Newsletters Subscriptions Media Kit About Us Contact Search Home

Stuff
OS/400 Edition
Volume 2, Number 12 -- June 5, 2003

The Valuable NULL


by Michael Sansoterra

Nil, Nada, and NULL: One of these terms is of great benefit to the database programmer; the others are worthless. Coming from the "old school" world of flat files, COBOL and RPG, I had never heard of a NULL until I worked with Microsoft Access, in 1994. Later I came across NULLs on the iSeries. While I found NULLs problematic at first, I eventually found them to be a valuable aid in database development. If NULLs exhibit behavior that amuses or confuses you, read on to find out what NULLs are good for and how they operate.

So what is a NULL? The Oracle Glossary of Terms gives as good a definition as any: "A null value represents missing, unknown, or inapplicable data."
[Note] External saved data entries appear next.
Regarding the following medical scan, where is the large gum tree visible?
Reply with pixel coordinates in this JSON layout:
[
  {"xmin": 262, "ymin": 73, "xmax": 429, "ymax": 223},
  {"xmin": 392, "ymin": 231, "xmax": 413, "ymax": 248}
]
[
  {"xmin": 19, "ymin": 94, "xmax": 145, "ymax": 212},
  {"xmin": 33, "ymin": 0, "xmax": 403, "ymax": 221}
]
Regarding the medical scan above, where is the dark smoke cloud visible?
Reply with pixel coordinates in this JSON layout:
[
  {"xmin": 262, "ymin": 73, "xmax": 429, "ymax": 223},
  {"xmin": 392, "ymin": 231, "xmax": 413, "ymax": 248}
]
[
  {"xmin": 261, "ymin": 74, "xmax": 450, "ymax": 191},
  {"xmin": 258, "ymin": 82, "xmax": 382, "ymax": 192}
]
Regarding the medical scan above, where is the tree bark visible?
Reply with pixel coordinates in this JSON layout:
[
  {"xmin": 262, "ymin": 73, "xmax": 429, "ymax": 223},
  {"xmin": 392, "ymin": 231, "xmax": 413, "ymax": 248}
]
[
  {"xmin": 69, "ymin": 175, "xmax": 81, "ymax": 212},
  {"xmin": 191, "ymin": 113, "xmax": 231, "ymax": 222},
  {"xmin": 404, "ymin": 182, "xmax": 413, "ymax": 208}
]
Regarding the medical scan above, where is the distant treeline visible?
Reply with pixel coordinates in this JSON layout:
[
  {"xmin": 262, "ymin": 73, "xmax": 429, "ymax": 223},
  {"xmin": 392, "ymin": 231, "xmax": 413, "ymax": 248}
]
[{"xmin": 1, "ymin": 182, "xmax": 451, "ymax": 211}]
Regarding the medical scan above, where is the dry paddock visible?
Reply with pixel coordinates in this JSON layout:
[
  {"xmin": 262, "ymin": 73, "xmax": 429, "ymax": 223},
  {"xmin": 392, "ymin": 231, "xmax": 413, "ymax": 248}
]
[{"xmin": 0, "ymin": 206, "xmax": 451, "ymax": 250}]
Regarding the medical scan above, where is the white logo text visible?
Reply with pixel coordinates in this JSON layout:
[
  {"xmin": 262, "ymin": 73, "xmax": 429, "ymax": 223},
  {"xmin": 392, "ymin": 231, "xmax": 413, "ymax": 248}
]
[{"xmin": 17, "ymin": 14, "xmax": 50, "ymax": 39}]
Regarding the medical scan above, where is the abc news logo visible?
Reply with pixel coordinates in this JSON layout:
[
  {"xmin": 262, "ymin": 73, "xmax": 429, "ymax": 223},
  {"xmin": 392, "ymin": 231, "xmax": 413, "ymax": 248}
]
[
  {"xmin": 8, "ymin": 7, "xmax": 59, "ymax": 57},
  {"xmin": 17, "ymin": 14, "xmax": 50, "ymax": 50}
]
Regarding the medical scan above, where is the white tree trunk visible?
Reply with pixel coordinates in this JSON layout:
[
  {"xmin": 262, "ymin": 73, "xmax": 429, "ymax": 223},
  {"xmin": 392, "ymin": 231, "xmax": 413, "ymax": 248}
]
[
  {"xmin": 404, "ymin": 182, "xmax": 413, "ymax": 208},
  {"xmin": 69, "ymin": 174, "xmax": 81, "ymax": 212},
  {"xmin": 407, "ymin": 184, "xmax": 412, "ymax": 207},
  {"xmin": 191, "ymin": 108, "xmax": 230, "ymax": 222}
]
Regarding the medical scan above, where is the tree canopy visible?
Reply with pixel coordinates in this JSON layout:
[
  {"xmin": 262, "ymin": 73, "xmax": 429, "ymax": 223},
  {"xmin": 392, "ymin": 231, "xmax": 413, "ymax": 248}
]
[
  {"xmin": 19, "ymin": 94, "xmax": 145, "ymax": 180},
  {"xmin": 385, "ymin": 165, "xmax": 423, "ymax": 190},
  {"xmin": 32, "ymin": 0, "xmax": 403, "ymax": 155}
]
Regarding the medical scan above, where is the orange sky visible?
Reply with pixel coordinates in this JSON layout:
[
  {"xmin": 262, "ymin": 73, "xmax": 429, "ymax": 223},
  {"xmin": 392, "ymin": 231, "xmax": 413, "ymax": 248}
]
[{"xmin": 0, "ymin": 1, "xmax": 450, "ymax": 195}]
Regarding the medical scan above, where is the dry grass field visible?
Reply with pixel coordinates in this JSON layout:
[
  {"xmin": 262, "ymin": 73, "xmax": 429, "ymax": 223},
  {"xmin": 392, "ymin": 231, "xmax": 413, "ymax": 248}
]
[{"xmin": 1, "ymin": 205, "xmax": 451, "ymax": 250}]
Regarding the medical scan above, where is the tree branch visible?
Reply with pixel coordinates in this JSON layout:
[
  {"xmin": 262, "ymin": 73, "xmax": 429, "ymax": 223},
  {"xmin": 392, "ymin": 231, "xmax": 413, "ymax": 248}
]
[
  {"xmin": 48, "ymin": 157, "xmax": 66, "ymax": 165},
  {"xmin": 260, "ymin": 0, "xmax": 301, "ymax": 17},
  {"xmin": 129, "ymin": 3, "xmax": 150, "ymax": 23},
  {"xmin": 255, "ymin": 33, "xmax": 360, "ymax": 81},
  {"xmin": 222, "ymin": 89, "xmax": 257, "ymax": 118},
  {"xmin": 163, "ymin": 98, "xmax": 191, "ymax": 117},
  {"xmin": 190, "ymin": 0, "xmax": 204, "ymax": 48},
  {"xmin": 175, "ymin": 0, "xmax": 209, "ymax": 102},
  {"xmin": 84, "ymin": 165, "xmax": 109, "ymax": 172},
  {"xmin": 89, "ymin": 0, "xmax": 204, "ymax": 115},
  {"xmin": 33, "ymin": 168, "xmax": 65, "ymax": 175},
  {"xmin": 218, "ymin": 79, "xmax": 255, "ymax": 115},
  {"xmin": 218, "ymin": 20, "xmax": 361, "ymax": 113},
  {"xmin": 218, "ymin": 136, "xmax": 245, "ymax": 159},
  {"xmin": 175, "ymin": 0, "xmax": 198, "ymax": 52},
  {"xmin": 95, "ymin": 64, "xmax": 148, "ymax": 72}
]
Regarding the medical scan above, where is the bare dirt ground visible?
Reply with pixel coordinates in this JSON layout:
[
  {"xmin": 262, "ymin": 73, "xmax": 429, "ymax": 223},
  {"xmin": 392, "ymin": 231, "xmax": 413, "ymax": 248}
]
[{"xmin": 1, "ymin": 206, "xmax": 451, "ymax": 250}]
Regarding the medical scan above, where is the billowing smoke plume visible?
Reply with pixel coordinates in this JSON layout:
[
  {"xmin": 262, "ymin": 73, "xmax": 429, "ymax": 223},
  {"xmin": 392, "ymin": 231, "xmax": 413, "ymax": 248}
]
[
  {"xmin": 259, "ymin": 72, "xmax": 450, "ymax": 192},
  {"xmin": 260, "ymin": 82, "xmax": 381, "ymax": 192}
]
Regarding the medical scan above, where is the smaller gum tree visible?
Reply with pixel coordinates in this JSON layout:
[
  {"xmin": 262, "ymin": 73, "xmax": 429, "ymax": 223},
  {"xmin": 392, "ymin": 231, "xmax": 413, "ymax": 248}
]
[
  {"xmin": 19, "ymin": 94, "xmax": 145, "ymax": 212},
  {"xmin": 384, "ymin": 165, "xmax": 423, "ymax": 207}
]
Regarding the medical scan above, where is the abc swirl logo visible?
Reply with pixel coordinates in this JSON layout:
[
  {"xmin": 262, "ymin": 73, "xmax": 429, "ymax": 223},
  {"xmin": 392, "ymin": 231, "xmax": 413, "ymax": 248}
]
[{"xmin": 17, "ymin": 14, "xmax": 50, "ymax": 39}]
So a NULL is a "non-value"; that is, a NULL indicates that there is no data in a table column or variable. A common error is to assume that a numeric column containing a zero is a NULL. A similar error assumes blanks or an empty string is a NULL. Both of these views are incorrect because zeros, blanks, and an empty string are indeed values. Also, don't confuse the NULL string terminator (ASCII 0) in the C programming language with the NULL discussed here. The NULL in C is a value.

I'll be using the SQL Procedure Language (SPL) to demonstrate a few concepts. For easy reading, all SPL variable names will be prefixed with the @ sign. You can easily substitute embedded SQL here, remembering to replace the @ variables with host variables, prefixed by a colon (:), and also remember to use NULL indicator variables so that the host language can act appropriately on a NULL. (For more on embedded SQL and indicator variables, see the DB2 Universal Database for iSeries SQL Programming with Host Languages guide, in PDF format.)

Of What Value Is a Non-Value?

Since NULLs aren't values, what purpose do they serve? Why would you want to store a NULL in, say, a numeric column rather than just letting it contain a zero? Below are a few examples that demonstrate the benefit of NULLs.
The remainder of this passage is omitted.